# Spatial Clustering

# Introduction

Spatial clustering is a valuable technique that can be used in various fields such as urban planning, ecology, and data analysis. It helps us identify patterns, group similar data points together, and gain insights into spatial distributions. In this article, we will explore how to perform spatial clustering using, scikit-learn, Geopandas and H3, a spatial indexing library developed by Uber with code example.

# Why Spatial Clustering?

Spatial clustering involves dividing a dataset into groups based on their spatial proximity. It helps us understand the underlying structures and relationships within spatial data. For instance, in urban planning, spatial clustering can identify areas with similar characteristics like population density, land use patterns, or socioeconomic factors. This information is crucial for making informed decisions and developing targeted strategies

# Introduction to H3 library

The H3 library, developed by Uber Technologies, is a powerful geospatial indexing and analytics library. It utilizes a hexagonal hierarchical spatial grid system to efficiently index and analyze geospatial data. By converting geographic coordinates into H3 indexes, the library facilitates tasks such as spatial indexing, point-in-polygon operations, proximity searches, aggregation, spatial joins and** spatial clustering**.

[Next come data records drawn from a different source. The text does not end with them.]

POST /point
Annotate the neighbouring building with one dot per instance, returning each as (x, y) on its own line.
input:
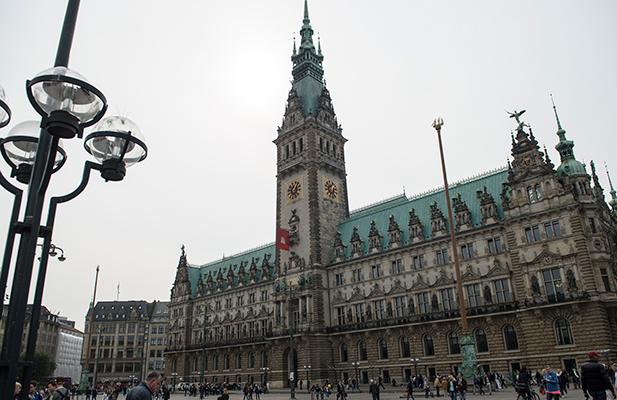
(128, 338)
(68, 353)
(376, 286)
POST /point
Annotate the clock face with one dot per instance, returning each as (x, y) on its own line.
(293, 190)
(331, 189)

There are other types of spatial indexing that use squares (eg. S2 from Google) and triangles. However, hexagons have some interesting properties that the others don’t.

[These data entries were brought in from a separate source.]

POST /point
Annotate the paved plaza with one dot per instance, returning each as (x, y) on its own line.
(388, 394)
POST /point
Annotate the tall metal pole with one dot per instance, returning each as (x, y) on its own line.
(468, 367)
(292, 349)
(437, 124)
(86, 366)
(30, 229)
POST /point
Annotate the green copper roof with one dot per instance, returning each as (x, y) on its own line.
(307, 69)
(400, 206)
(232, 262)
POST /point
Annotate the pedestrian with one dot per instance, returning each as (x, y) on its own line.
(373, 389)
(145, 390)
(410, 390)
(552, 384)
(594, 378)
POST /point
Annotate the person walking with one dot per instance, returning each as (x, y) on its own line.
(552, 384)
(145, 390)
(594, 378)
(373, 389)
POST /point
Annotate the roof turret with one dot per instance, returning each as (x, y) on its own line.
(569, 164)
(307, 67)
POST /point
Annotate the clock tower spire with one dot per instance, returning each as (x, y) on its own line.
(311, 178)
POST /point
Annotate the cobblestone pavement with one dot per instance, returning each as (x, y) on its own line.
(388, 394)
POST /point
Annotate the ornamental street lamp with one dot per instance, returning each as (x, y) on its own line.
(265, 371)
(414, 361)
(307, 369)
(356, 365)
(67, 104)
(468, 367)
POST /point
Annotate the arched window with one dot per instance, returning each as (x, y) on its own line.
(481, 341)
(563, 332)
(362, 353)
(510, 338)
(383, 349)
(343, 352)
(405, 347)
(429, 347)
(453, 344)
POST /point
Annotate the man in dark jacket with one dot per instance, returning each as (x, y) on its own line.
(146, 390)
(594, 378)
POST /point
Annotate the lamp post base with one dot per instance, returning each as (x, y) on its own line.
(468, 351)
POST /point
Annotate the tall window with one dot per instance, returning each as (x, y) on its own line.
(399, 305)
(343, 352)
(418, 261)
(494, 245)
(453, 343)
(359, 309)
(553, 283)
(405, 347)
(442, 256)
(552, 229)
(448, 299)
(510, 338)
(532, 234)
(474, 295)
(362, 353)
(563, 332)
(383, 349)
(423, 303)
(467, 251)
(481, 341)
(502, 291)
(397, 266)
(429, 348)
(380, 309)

Triangles and squares have neighbors with different distances, whereas hexagons have neighbors with same distance.

Hexagons have the property of expanding rings of neighbors approximating circles.

# Case Study

For a better understanding of what spatial clustering can bring when analysing data, let’s imagine a hypothetical case.

Imagine that we want to open a new store in a city and for that we have to map regions with the biggest sales potential.

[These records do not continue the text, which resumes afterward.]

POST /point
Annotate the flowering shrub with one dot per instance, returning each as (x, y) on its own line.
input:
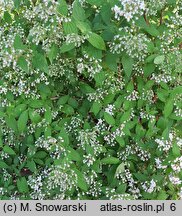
(90, 99)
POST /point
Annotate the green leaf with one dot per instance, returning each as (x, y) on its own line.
(127, 63)
(62, 8)
(152, 30)
(168, 108)
(40, 62)
(22, 63)
(9, 150)
(40, 154)
(18, 44)
(34, 116)
(176, 150)
(48, 115)
(22, 185)
(74, 155)
(64, 99)
(67, 47)
(110, 160)
(121, 141)
(83, 26)
(97, 41)
(96, 2)
(162, 195)
(120, 169)
(96, 107)
(11, 123)
(159, 59)
(22, 121)
(85, 88)
(53, 52)
(109, 118)
(81, 183)
(3, 165)
(78, 11)
(32, 166)
(70, 27)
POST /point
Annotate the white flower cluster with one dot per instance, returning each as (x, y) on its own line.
(149, 187)
(175, 180)
(52, 145)
(129, 9)
(152, 6)
(177, 165)
(110, 109)
(88, 65)
(113, 195)
(135, 45)
(165, 145)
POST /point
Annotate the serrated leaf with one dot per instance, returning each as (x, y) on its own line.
(78, 11)
(22, 63)
(110, 160)
(67, 47)
(70, 27)
(39, 62)
(9, 150)
(109, 118)
(3, 165)
(62, 8)
(159, 59)
(82, 184)
(127, 63)
(168, 108)
(22, 185)
(22, 121)
(40, 154)
(120, 169)
(97, 41)
(96, 107)
(53, 52)
(18, 44)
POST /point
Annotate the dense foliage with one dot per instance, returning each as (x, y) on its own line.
(90, 99)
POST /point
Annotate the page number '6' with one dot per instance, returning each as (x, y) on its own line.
(173, 207)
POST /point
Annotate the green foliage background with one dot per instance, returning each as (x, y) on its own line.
(90, 101)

As a data scientist we can use spatial clustering to identify regions with the biggest sales potential. We can go further and after identifying the best cluster to our case we can prioritize and rank the regions within that cluster using weighted average.

To build the solution, we are going to use the brazilian census tract data of São Paulo city produced by IBGE that contains information of monthly income, population count and count of housing units. We are going to use only these three variables to make it simple.

To build the solution we are going to follow these steps:

- Preprocess data: aggregate census tract data into H3’s hexagons
- Prepare data for modeling: rescale data
- Build cluster model.
- Analyse results.

Now that we know what we want to do, let’s get to the code.

You can get access to the notebook of with the code here:

# Preprocess Data

The first step of our solution is to aggregate census tract data into H3’s hexagons. We can think of this aggregation as a way to “normalize” spatial data. One of the problem of census tract is that it comes with different sizes and shapes, making it difficult to make a fair comparison between them. With H3 hexagons we can solve this problem.

So let’s see how this aggregation is done.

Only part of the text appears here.